Los hombros se le habían caído a los pies de nuevo. La diferencia es que ahora no sabía si tenía ganas de levantarlos.
Quemó su ropa interior ante un altar improvisado, a saber: dos velas iluminando un altavoz antiguo, con la cara de Jimi Hendrix dibujada en un lateral.
Odiaba lo que representaba Hendrix. Generaciones de resabiados incapaces de permitir que uno solo de los pelos de sus brazos se levantara ante una sucesión de notas. Llenos de teorías, eso sí. Sus teorías sobre la música y la genialidad eran tantas y resultaban tan aburridamente indigestas que no podían dejar de vomitarlas constantemente sobre el primer infeliz que tropezara con ellos. Hendrix los hubiera matado. Y Él también, si hubiera conseguido volver a ponerse los hombros en su sitio. Pero sintió que no tenía ganas y los dejó estar.
Lanzó el cigarrillo sobre sus calzoncillos ardiendo, preguntándose si a aquello se le podría dar un sentido simbólico. Decidió que no. La próxima vez lo haría mejor y ya está. Basta de excusarse. Los resabiados de Hendrix cargaban con su incapacidad para sentir. Él con su ahora recién agotado exceso de sensaciones. No había simbolismo en eso, sólo una horrible y detestable falta de equilibrio. Un equilibrio, por otro lado, perdido ya a todos los niveles.
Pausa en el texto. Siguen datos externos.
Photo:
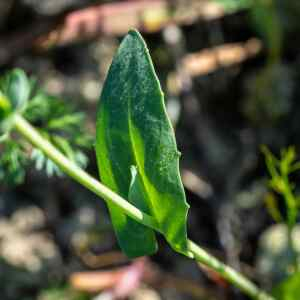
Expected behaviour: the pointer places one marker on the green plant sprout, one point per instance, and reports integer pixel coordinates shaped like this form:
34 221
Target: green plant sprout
137 158
280 170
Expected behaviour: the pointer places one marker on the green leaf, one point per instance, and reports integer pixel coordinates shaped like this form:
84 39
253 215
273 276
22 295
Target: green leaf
289 289
17 88
133 130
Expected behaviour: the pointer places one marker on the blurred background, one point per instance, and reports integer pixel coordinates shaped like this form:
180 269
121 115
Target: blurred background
230 70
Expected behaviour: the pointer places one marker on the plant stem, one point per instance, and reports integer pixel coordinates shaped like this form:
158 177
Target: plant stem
71 169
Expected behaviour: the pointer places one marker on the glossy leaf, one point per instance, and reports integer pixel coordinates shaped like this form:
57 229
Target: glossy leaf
134 135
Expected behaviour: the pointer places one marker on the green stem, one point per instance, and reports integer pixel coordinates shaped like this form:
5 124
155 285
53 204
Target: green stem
71 169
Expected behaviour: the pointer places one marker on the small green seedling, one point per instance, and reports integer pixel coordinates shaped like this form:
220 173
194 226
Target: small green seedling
136 154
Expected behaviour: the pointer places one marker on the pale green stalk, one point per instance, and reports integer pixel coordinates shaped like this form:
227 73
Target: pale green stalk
71 169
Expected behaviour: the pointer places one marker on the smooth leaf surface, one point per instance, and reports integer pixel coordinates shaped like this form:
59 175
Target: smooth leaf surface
133 130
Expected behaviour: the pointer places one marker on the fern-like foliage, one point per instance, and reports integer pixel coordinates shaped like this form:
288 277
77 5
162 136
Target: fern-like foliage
56 120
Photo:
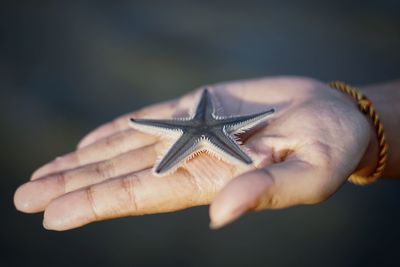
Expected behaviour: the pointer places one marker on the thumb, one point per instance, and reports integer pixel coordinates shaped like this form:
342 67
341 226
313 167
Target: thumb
280 185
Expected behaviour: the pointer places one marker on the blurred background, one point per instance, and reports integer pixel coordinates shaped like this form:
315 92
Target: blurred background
68 66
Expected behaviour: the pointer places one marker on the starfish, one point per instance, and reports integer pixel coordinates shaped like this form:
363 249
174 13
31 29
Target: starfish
203 131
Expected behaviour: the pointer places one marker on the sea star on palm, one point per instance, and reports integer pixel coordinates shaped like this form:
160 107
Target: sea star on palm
203 131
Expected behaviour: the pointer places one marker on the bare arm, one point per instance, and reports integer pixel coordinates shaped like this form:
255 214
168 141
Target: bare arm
386 99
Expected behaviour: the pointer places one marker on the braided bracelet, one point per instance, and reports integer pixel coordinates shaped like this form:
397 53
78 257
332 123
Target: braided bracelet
366 107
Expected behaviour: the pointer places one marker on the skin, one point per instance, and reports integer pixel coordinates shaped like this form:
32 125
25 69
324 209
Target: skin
315 140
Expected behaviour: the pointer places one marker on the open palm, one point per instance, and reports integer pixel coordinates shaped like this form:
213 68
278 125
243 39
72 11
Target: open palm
312 143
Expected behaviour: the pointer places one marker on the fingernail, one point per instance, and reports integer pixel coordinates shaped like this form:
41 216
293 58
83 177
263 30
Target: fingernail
234 215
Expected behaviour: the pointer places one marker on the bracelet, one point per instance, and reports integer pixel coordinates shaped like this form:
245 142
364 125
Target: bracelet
366 107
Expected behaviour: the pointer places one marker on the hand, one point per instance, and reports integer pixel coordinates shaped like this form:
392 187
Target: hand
313 142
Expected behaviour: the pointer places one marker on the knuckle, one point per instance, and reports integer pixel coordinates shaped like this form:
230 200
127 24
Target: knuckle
92 202
104 169
128 185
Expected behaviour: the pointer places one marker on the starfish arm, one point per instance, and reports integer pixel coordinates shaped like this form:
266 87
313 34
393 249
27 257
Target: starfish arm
243 123
177 154
170 128
222 144
205 108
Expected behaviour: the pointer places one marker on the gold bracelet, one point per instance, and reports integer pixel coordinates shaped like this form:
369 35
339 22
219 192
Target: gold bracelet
366 107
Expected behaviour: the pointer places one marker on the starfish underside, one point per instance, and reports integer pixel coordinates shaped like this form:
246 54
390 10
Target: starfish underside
203 131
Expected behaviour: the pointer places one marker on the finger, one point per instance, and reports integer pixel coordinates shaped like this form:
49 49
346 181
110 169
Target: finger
280 185
136 194
35 195
121 123
103 149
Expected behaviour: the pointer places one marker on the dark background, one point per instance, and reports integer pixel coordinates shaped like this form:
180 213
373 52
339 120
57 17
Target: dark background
66 67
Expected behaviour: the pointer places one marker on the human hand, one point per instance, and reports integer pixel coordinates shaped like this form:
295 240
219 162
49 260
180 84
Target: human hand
315 139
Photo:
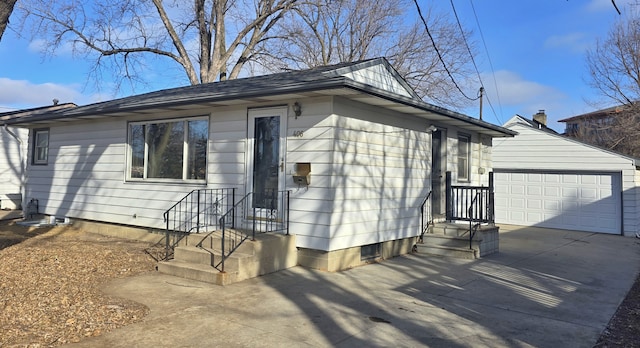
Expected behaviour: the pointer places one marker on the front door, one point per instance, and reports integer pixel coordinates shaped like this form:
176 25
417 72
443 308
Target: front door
438 168
266 160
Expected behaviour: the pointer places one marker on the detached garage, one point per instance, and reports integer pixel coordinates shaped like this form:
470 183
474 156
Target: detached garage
547 180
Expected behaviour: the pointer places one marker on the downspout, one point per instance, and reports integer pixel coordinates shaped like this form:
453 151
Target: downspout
22 163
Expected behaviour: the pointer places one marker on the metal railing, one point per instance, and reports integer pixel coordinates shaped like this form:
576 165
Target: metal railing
264 212
466 203
425 216
473 228
198 211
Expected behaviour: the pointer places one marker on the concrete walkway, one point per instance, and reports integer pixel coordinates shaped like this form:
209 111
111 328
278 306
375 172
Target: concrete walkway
546 288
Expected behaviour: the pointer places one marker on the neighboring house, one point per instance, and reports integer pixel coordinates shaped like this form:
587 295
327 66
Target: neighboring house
549 180
352 143
614 128
14 143
591 121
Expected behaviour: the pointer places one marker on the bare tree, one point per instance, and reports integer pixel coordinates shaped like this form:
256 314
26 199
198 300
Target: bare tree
6 8
614 71
208 40
327 32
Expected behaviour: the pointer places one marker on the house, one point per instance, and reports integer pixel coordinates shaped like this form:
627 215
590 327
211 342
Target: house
13 164
550 180
341 157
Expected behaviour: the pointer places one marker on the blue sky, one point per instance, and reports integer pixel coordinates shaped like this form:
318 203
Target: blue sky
536 49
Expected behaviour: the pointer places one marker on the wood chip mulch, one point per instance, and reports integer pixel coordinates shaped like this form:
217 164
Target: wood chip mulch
50 284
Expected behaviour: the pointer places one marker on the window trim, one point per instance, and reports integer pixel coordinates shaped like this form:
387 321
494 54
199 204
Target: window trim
467 158
185 149
34 155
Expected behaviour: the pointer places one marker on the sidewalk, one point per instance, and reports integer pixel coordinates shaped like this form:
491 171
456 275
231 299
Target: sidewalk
546 288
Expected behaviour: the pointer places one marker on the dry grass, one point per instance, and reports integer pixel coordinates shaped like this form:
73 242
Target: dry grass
50 284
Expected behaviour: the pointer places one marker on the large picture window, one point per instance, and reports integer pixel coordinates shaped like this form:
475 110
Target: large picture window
464 157
172 149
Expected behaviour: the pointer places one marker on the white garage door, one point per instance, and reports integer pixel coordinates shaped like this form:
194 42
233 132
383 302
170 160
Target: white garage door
573 201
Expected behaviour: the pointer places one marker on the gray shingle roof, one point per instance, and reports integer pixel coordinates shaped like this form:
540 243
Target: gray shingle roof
290 82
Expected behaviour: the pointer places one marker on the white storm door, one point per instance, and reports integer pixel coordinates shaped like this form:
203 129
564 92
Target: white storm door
266 160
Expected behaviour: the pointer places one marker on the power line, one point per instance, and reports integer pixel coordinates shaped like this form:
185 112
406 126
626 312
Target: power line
438 52
493 73
464 38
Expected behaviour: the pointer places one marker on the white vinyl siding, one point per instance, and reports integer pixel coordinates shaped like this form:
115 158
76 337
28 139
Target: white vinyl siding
86 174
13 160
536 150
368 177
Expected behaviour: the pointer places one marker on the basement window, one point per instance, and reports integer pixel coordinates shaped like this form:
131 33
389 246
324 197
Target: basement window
168 150
370 252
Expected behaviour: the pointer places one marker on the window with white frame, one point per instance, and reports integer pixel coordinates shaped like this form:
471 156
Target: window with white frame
464 157
168 149
40 146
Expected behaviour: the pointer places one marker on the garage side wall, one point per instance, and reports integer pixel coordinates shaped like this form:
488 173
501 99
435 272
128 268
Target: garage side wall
533 150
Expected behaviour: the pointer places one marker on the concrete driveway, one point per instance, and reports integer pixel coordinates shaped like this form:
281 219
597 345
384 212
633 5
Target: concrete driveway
546 288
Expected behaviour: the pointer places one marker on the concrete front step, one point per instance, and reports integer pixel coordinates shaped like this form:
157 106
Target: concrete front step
449 251
452 239
214 241
268 253
199 272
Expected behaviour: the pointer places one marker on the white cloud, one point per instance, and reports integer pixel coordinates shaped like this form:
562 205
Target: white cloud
17 94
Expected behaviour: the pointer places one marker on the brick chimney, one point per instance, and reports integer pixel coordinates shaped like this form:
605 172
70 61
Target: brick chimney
540 117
Pensó que quizá no dábamos para mucho más. Habíamos tocado techo y esto era el cénit del show.
Con todo, no dejaba de resultarle admirable el ahínco con el que afrontábamos la tarea a la que habíamos dedicado, e íbamos a dedicar, toda nuestra existencia: desajustar la balanza cada vez que el Universo tratase de mantenerla recta, por si acaso no había quedado claro que aquí primero hemos venido a tocar las pelotas, y luego ya se verá.